Hacker News

porphyra 3 days ago [ - ]

Groq doesn't even have any true deepseek models --- I thought they only had `deepseek-r1-distill-llama-70b` which was distilled onto llama 70b [1].

[1] https://console.groq.com/docs/models

jacob019 3 days ago [ - ]

Groq has a weak selection of models, which is frustrating because their inference speed is insane. I get it though, selection + optimization = performance.

jbentley1 3 days ago [ - ]

From conversation with someone from Groq, they have a custom compiler and runtime for the models to run on their custom hardware, which is why the selection is poor. For every model type they need to port the architecture to run on their compiler beforehand.

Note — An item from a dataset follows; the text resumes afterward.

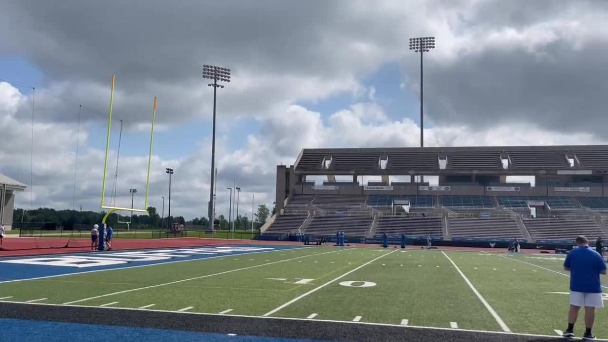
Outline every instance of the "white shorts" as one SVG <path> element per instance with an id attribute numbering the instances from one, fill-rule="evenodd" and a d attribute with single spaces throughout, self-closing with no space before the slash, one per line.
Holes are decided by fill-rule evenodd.
<path id="1" fill-rule="evenodd" d="M 571 291 L 570 305 L 604 307 L 604 299 L 601 293 L 586 293 Z"/>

boroboro4 3 days ago [ - ]

They can't host DeepSeek because it's too big. Their chips have 230mb of memory, so it will take them ~3000 chips to host the model + (possible large) number of chips to keep kv cache. I bet it's just too hard to bring such topology online at all, and impossible to make even near to be profitable.

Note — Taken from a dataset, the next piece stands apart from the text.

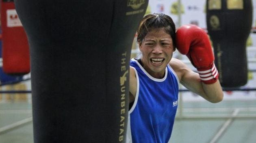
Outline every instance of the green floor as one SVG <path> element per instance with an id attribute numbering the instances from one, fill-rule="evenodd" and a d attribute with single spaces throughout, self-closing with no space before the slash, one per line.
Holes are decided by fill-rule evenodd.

sergiotapia 3 days ago [ - ]

the only reason they are fast is because the models they host are severely quantized so i've heard.

jacob019 3 days ago [ - ]

Huh. I heard a podcast with the founder talking about their custom hardware, but quantization would explain it.

christianqchung 3 days ago [ - ]

Quantization alone does not explain it. It's mostly custom hardware[0].

[0] https://groq.com/the-groq-lpu-explained/

zargon 3 days ago [ - ]

Why repeat this nonsense when it’s so trivial to just check. The reason Groq is fast is because they employ absolutely ludicrous amounts of SRAM. (Which is 10 times faster than the fastest VRAM.)

behnamoh 3 days ago [ - ]

they responded to my tweet last year and said they didn't quantize the models.

boroboro4 3 days ago [ - ]

It's very hard to find right now but I'm sure they said they don't quantize KV cache, but their weights are in fp8.